Facilities of Health
Thabamoopo Hospital is a Psychiatric hospital located in Lebowakgomo Zone A just a few kilometres from Lebowakgomo Hospital, both institutions are public hospitals and offer free services to those that are legible for free services and charge government hospital rates to other citizens. There are other public health facilities and clinics in Lebowakgomo Zone B and Lebowakgomo Zone R. The township has always been dominated by public health facilities and a handful of private health facilities. Over the years there has been a rise in General Practitioners, Psychologists and Gynaecologist all working privately and in recent years there has been a construction of a private hospital (Medleb).

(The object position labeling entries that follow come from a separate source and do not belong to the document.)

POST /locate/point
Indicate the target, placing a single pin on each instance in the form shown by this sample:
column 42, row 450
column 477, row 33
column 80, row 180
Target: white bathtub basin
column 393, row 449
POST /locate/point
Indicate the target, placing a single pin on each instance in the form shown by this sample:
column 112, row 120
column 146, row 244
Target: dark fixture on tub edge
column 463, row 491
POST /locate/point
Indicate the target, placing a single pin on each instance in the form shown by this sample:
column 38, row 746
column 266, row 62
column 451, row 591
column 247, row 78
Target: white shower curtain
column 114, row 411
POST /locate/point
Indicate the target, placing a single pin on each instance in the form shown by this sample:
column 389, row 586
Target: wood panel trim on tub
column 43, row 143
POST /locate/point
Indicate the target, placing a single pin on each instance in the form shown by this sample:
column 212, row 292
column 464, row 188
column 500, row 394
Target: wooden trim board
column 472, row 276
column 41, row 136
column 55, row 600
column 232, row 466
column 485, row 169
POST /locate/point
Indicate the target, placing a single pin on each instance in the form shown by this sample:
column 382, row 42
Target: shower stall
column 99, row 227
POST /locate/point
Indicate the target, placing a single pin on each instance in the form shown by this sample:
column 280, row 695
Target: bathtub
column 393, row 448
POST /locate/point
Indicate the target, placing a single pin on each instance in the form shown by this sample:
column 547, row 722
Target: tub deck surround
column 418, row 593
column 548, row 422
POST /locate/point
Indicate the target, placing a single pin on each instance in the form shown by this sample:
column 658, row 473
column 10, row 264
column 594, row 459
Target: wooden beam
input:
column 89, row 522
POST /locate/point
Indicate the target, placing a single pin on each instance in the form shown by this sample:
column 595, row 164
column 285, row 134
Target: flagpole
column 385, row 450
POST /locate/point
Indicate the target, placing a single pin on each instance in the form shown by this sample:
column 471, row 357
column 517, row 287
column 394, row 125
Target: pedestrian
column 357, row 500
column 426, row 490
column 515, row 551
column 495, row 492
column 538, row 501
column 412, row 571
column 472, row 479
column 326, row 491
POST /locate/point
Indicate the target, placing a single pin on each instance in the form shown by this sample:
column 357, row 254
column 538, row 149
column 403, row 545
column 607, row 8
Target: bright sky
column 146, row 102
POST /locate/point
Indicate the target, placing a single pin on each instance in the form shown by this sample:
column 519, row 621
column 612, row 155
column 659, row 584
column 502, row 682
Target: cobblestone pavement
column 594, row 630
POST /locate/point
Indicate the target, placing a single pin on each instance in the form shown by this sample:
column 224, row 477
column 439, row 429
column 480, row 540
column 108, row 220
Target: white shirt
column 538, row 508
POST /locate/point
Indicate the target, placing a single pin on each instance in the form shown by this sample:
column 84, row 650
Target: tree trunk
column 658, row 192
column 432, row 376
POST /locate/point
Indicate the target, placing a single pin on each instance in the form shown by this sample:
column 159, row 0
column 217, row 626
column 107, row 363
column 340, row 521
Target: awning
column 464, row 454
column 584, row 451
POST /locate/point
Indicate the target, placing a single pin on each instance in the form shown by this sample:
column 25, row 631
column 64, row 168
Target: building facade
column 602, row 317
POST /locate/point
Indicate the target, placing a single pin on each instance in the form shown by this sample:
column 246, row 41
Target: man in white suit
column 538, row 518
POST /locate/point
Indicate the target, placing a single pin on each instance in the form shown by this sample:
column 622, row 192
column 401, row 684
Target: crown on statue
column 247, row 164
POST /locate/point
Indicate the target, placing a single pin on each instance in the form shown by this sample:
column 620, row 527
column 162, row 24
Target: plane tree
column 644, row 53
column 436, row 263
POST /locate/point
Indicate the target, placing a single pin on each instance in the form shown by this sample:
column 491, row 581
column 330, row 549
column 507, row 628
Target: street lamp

It started operating in mid 2018 and has been fully functional.

Sports and Recreation
Lebowakgomo Stadium is a multi use municipal facility which is mostly used to host private functions and recreational events like the annual AKasiDream event hosted every Easter to bring the youth together and a family fun day hosted every spring filled of fun and games for family and children. This multi use facility is capable to administer sporting events such as Soccer, Tennis, Netball, BasketBall and Baseball.
Tennis is very popular with the people of Lebowakgomo. The success of tennis is due to the collective effort of community members who, through their own interest in the sport, taught themselves and then others to play. Tennis has paved a career pathway for many junior players in sports.

References

 "Greater Lebowakgomo Community Radio", 31 July 2014. Accessed 28 September 2018.
 "Mall@Lebo" Accessed 28 September 2018.
 "Traditional Leaders Capricorn District Municipality", Accessed 4 October 2018.